Yaghoobpour held his first solo exhibition in 2013 at Golestan Gallery in Tehran, where he was recognized in the same year as the gallery’s best-selling artist. His second solo exhibition, titled "Matrix", was presented one year later in collaboration with Mah-e Mehr Institute. Since then, his works have been shown repeatedly in solo and group exhibitions across Tehran and various other Iranian cities.
As noted above, Arman Yaghoobpour is primarily recognized as a landscape painter. Natural vistas—such as grasslands, rows of poplar trees, and rural textures including mud-brick domed houses—constitute his favored subject matter. The defining characteristic of his practice lies in his handling of paint as matter. He applies color in dense, corporeal masses, constructing the pictorial surface through successive layers of thick pigment.
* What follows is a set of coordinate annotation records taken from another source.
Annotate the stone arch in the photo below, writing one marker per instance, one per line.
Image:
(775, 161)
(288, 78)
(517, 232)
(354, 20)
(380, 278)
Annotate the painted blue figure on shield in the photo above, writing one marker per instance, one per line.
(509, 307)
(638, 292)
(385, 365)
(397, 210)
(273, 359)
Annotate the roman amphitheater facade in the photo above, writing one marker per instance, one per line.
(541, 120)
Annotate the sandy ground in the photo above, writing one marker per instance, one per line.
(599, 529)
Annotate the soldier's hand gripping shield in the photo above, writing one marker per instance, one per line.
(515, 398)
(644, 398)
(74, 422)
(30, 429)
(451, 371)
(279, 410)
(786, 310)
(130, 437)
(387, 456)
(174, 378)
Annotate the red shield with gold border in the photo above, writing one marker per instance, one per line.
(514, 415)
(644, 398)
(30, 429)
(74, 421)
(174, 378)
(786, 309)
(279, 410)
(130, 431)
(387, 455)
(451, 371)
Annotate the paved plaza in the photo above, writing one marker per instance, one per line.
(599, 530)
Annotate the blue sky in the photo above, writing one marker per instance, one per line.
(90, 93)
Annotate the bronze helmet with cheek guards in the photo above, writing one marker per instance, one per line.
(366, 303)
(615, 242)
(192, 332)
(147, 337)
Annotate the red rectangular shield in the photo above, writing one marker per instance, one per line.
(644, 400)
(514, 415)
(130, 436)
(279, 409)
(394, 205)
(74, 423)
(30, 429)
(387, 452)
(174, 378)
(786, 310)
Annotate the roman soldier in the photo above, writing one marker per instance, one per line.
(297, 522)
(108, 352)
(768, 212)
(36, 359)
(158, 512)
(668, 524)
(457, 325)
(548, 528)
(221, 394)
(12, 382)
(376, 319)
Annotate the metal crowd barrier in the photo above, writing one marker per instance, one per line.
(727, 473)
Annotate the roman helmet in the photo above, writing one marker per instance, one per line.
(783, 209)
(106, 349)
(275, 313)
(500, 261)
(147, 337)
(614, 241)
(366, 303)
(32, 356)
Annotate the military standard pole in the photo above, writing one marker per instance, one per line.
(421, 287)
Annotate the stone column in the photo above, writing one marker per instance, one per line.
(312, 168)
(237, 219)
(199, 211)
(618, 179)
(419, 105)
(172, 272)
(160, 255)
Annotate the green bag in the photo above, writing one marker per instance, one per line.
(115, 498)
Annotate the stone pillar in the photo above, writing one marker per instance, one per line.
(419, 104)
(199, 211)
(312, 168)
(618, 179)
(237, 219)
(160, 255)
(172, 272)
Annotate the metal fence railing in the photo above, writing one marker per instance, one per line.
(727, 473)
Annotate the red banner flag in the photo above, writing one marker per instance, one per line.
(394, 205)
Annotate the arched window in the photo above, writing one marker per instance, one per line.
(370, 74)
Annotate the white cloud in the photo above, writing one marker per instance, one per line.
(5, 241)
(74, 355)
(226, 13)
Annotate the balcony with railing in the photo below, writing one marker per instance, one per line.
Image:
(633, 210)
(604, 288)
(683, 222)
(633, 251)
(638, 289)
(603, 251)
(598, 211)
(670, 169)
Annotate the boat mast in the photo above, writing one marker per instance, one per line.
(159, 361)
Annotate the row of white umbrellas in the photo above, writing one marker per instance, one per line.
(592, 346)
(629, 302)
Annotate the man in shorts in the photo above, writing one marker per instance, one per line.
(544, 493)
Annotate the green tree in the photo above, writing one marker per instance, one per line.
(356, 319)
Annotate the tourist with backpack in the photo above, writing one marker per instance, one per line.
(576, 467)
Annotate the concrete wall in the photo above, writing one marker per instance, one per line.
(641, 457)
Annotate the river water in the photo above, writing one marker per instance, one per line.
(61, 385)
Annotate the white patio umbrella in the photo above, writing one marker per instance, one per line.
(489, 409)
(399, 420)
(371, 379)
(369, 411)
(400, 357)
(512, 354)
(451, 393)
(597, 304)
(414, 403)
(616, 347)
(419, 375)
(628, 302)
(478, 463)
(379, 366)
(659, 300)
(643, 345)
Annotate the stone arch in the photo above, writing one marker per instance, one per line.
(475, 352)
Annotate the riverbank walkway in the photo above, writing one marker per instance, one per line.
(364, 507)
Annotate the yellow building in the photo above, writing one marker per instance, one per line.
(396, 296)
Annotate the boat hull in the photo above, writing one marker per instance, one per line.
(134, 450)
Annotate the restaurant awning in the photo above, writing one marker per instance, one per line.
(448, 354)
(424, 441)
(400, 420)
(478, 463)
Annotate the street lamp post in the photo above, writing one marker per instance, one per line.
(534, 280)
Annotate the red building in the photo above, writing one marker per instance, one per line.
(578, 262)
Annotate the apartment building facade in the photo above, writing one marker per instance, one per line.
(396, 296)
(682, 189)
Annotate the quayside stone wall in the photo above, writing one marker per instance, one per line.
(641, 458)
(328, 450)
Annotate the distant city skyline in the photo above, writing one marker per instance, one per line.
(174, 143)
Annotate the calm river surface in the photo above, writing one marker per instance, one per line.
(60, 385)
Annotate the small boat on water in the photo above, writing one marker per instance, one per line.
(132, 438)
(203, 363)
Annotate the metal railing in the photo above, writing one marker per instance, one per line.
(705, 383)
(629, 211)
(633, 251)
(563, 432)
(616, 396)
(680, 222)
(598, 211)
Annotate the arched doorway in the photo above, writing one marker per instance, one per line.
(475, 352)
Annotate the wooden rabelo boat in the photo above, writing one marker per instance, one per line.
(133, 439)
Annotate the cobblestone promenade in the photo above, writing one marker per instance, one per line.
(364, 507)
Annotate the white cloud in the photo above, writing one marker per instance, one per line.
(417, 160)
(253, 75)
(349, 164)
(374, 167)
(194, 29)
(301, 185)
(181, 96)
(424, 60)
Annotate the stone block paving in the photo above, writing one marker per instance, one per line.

The recognition of the material and physical presence of paint as a central concern was one of the key achievements of modernist painting. Manouchehr Yektai was among the first Iranian painters to grasp the significance of paint’s materiality and to integrate it decisively into his work. The influence of Yektai’s painterly gesture and approach is clearly evident in Yaghoobpour’s practice—manifest not only in his treatment of paint, but also in his approach to perspective, his minimalist tendencies, and the dominant presence of white across the canvas surface.
Landscape and trees constitute the core subjects of Yaghoobpour’s work. Responding to the question of why, despite countless depictions of trees throughout art history, each artist’s representation remains distinct, he explains: “The answer lies within the question itself. Each of these works possesses its own particular appeal. Every artist presents the tree from their own worldview. In Davood Emdadian's work, the tree embodies the grandeur and sublimity of nature; in Hossein Mahjoubi’s paintings, it evokes an idealized, utopian world. It is the artist’s mind that generates this attraction. The tree is merely a pretext—one climbs through its branches to arrive at the artist’s world.”
Regarding the visual sources of his paintings, Yaghoobpour notes: “Many of my works are mental constructs, yet this mental imagery is shaped by images of nature stored in my memory. At times they may recall a specific region, but my intention is not to render a particular place or to produce a literal depiction of a real location.”